V. La Virgen de la Pagoda

Aquella pagoda, del más puro estilo indio, era la más bella que Tremal-Naik había visto en las sunderbunds. Construida toda en granito gris, tenía más de sesenta pies de altura sobre una base de más de cuarenta de anchura y estaba rodeada por magníficas columnas, esculpidas con el arte que distingue a la raza india.

A medida que se elevaba la pagoda iba estrechándose hasta terminar en una especie de cúpula que culminaba en una gigantesca bola de metal que sostenía a la misteriosa serpiente con cabeza de mujer, y las paredes estaban cubiertas por una multitud de extrañas esculturas que representaban muchas figuras de la mitología india, así como gran número de monstruos espantosos y cabezas de elefantes con las trompas extendidas.

Tremal-Naik se había detenido de repente, sorprendido al hallarse ante un templo donde no pensaba encontrar más que la salvaje jungla.

Lanzó una mirada a su alrededor.

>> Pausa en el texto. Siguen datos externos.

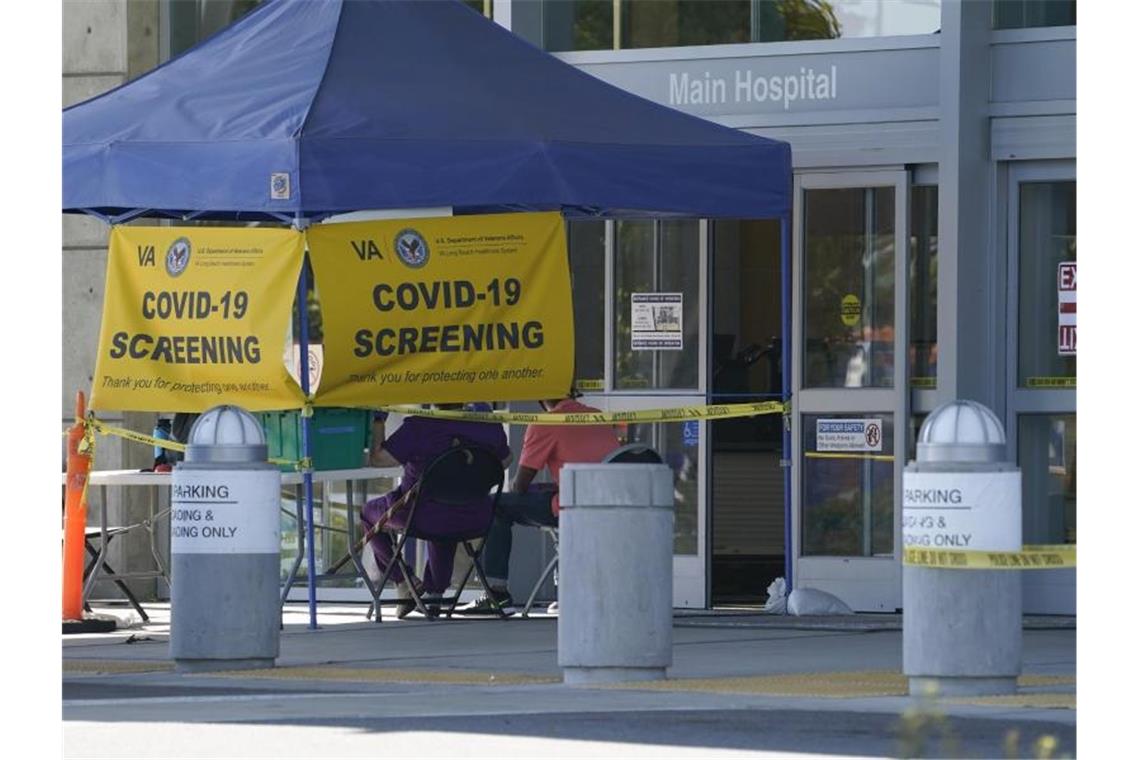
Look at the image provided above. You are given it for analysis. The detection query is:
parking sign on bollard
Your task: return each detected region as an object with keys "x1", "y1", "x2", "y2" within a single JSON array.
[
  {"x1": 902, "y1": 400, "x2": 1022, "y2": 697},
  {"x1": 170, "y1": 405, "x2": 281, "y2": 673}
]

Se encontraba en una especie de claro de una extensión de más de media milla y libre de matorrales y bambúes.

Tuvo por un momento la idea de volver atrás y refugiarse de nuevo en la jungla, pero mirando la parte superior de la pagoda pensó que ésta podía ser un buen escondrijo.

Con sorprendente rapidez subió a una columna y desde allí se lanzó sobre la pared del templo, agarrándose a las piernas de las divinidades, trepando por sus cuerpos, colocando los pies sobre sus cabezas, sujetándose a las probóscides de los elefantes y a los cuernos de los bueyes del dios Siva.

Debían de ser las dos de la madrugada cuando, tras efectuar una veintena de acrobacias capaces de helarle la sangre a un gimnasta y de correr otras tantas veces el peligro de caer y romperse el cráneo, llegó a la cúpula. Con un último impulso se agarró a la gigantesca bola de metal, culminada por la serpiente con cabeza de mujer.

Con gran sorpresa, se encontró haciendo equilibrios sobre una ancha abertura, profunda y oscura como un pozo, cruzada por una barra de bronce, en la que pudo apoyar los pies.

—¿Dónde estoy? —se preguntó—. Este pozo debe de conducir sin duda al interior de la pagoda.

Abandonó la gran bola y se agarró a la barra mirando hacia abajo, pero no vio más que tinieblas; aguzó el oído, pero allí abajo reinaba el silencio más profundo, señal evidente de que en aquel momento no había nadie en la pagoda. Había una cuerda bastante gruesa, formada por un vegetal brillante y muy flexible, atada a la barra y que desaparecía por la abertura. La cogió y tiró con todas sus fuerzas; se dio cuenta en seguida de que en el cabo inferior debían de haber atado un cuerpo bastante pesado, que al moverse ondeó tintineando.

—Debe ser una lámpara —dijo Tremal-Naik.

Inesperadamente le pasó por la cabeza un pensamiento. ¿Y si era precisamente aquélla la pagoda de la Virgen de la que había oído hablar en la jungla?

Fue un relámpago. Se agarró a la cuerda y se puso a descender en las tinieblas, aunque ignoraba dónde podía ir a parar y lo que le esperaba allí abajo. Unos minutos después sus pies chocaban contra un objeto de forma redondeada que emitió un sonido metálico que repitieron los ecos del templo.

Iba a inclinarse para ver de qué se trataba cuando llegó a sus oídos un crujido parecido al de una puerta que gira sobre sus bisagras. Miró hacia abajo y le pareció ver una sombra que se movía sin producir ningún ruido.

Con una mano empuñó una pistola, decidido a vender cara su vida si le descubrían, y esperó con la inmovilidad de una estatua de granito.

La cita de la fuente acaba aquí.